The documentation is usseful if you create an API and you want to generate documentation from the model. It can be used in FastAPI for example.

Aliases

You can specify aliases for fields:

from esorm import ESModel
from esorm.fields import keyword, Field


class User(ESModel):
    full_name: keyword = Field(alias='fullName')  # In ES `fullName` will be the field name

This is good for renaming fields in the model without changing the ElasticSearch field name.

Connecting to ElasticSearch

You can connect with a simple connection string:

from esorm import connect


async def es_init():
    await connect('localhost:9200')

Also you can connect to multiple hosts if you have a cluster:

from esorm import connect


async def es_init():
    await connect(['localhost:9200', 'localhost:9201'])

You can wait for node or cluster to be ready (recommended):

from esorm import connect


async def es_init():
    await connect('localhost:9200', wait=True)

This will ping the node in 2 seconds intervals until it is ready. It can be a long time.

You can pass any arguments that AsyncElasticsearch supports:

from esorm import connect


async def es_init():
    await connect('localhost:9200', wait=True, sniff_on_start=True, sniff_on_connection_fail=True)

Client

The connect function is a wrapper for the AsyncElasticsearch constructor. It creates and stores a global instance of a proxy to an AsyncElasticsearch instance. The model operations will use this instance to communicate with ElasticSearch. You can retrieve the proxy client instance and you can use the same way as AsyncElasticsearch instance:

from esorm import es


async def es_init():
    await es.ping()

Create index templates

You can create index templates easily:

from esorm import model as esorm_model


# Create index template
async def prepare_es():
    await esorm_model.create_index_template('default_template',
                                            prefix_name='esorm_',
                                            shards=3,
                                            auto_expand_replicas='1-5')

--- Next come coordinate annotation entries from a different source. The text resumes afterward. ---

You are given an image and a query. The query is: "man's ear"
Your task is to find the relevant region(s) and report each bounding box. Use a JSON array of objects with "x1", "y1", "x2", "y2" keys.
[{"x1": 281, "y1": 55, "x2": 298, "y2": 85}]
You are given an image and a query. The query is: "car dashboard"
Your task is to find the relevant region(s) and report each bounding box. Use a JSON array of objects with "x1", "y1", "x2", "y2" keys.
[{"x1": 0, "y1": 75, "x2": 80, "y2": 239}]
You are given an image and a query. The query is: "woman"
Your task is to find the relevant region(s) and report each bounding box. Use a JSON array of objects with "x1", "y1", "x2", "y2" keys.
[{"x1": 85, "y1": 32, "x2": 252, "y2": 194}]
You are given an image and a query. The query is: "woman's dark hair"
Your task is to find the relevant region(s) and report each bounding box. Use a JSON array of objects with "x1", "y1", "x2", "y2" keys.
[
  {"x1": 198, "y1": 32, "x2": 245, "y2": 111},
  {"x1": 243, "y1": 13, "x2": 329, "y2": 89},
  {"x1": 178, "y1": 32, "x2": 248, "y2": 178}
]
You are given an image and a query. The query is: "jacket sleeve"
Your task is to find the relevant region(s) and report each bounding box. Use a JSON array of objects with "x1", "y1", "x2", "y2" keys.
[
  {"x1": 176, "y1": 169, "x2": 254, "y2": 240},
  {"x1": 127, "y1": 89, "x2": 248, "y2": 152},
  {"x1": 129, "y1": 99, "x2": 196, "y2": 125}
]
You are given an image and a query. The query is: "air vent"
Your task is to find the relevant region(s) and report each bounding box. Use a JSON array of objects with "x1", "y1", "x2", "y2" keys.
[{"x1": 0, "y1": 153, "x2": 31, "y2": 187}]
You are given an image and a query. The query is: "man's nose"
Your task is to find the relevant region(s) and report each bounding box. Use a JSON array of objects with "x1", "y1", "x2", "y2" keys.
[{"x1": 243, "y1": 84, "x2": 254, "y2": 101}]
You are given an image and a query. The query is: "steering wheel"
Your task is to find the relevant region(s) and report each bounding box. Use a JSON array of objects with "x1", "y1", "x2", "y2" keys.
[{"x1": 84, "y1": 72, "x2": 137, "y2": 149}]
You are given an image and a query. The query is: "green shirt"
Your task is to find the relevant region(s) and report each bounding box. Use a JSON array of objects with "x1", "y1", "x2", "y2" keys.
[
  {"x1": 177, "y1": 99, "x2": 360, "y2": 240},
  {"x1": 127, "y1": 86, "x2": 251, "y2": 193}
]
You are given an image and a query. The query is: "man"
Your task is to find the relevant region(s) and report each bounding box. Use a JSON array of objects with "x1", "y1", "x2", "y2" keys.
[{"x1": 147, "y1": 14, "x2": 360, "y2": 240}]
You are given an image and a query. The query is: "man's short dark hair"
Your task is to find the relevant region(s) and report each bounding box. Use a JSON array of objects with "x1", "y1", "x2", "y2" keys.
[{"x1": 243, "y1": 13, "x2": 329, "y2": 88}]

Here this will be applied all esorm_ prefixed (default) indices.

All indices created by ESORM have a prefix, which you can modify globally if you want:

from esorm.model import set_default_index_prefix

set_default_index_prefix('custom_prefix_')

The default prefix is esorm_.

Create indices and mappings

You can create indices and mappings automatically from your models:

from esorm import setup_mappings


# Create indices and mappings
async def prepare_es():
    import models  # Import your models
    # Here models argument is not needed, but you can pass it to prevent unused import warning
    await setup_mappings(models)

First you must create (import) all model classes. Model classes will be registered into a global registry. Then you can call setup_mappings function to create indices and mappings for all registered models.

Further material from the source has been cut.